Честно говоря, единственное, чем международные организации всерьез занимаются, — это переводы. Больше того, можно сказать, что в этих организациях наблюдается просто-таки переводческая лихорадка, это что-то болезненное, что-то нездоровое, поскольку каждое произнесенное на сессиях или ассамблеях слово, каждая входящая и исходящая бумажка, о чем бы в ней ни шла речь, кому бы она ни была адресована и под каким бы грифом (будь то даже гриф «секретно») она ни шла, на всякий случай немедленно переводится на несколько языков. Переводчики трудятся не покладая рук, но при этом чаще всего никто толком не понимает, для чего это все переводится — большей частью для архивов если это письменный перевод, или для двух-трех человек, которые едва понимают иностранный язык, если речь идет о переводе устном. Любая глупость, высказанная или написанная любым идиотом в адрес любой из этих организаций, тут же переводится на шесть официальных языков: английский, французский, испанский, русский, китайский и арабский. Все фиксируется на французском языке, все фиксируется на арабском языке, все фиксируется на китайском языке и все фиксируется на русском языке, — любая чушь, которая только может взбрести в голову любому идиоту. Неважно, что потом эти глупости и рассматривать никто не будет, — они обязательно будут переведены. Несколько раз мне пришлось переводить счета, хотя единственное, что с ними следовало сделать, — это оплатить их. Я уверен, что эти счета (по меньшей мере, на шести языках: на французском и китайском, на испанском и арабском, на английском и русском) до сих пор пылятся где-нибудь в архивах.
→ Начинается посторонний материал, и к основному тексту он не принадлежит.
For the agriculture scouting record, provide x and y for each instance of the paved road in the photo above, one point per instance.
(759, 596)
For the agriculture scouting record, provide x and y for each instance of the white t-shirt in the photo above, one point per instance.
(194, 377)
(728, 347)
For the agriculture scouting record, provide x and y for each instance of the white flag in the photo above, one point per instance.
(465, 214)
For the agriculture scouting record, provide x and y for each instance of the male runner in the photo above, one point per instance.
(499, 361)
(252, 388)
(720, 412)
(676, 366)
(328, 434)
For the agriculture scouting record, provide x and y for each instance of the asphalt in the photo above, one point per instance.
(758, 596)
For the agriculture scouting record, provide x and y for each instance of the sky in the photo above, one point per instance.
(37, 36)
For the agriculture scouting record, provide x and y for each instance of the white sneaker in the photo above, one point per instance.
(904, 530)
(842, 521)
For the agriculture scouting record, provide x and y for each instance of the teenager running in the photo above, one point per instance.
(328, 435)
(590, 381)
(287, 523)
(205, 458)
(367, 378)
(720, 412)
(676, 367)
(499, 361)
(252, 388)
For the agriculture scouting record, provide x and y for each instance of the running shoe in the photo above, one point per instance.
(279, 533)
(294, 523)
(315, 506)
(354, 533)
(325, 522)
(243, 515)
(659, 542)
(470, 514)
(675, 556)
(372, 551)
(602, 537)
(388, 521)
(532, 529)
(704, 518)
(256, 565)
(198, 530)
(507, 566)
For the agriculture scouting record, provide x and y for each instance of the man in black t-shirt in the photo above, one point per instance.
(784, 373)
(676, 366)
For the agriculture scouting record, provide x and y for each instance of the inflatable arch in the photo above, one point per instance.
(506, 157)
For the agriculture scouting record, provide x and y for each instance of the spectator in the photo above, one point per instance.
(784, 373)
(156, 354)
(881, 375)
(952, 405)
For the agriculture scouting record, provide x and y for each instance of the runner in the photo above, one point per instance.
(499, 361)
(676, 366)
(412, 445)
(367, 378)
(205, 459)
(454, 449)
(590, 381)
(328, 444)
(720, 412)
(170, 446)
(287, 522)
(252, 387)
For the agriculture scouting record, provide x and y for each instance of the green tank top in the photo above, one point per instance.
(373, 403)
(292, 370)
Однажды меня срочно вызвали в кабинку переводить речь (не написанную заранее) руководителя одного государства, который, как я сам читал двумя днями раньше (этому событию была посвящена целая газетная полоса), погиб в своей стране в результате государственного переворота, целью которого было свержение этого лидера.
Самые большие страсти кипят на международных встречах не тогда, когда делегаты и представители ожесточенно спорят так, что кажется, еще немного — и дело дойдет до объявления войны, а тогда, когда вдруг по какой-либо причине не могут найти переводчика, чтобы перевести что-либо, или если переводчику посреди доклада приходится покинуть свое место по причинам физиологического порядка или потому, что он не выдерживает нагрузки (а это случается достаточно часто). Для нашей работы нужны железные нервы, и не только потому, что подчас требуется немалое напряжение, чтобы уловить смысл того, что говорится, и тут же передать его на другом языке (задача достаточно трудная). Гораздо труднее выдержать ту бурю гнева, которую обрушивают на наши головы все эти руководители государств и эксперты, если вдруг заметят, что хоть слово из сказанного ими осталось непереведенным на какой-либо из шести официальных языков. В этих случаях они страшно нервничают и просто выходят из себя. Они следят за нами постоянно. Следят и наши начальники, как непосредственные, так и не имеющие к нам прямого отношения, проверяя, находимся ли мы на своих местах, всё ли тщательно переводим на языки, которых почти никто не знает, не пропускаем ли хоть слово. Единственное истинное страстное желание делегатов и представителей — это быть переведенными. Это для них гораздо важнее, чем услышать аплодисменты после выступления или узнать, что их доклады были одобрены или что их предложения были учтены или приняты (кстати, это — аплодисменты, учтенные или принятые предложения — случается крайне редко).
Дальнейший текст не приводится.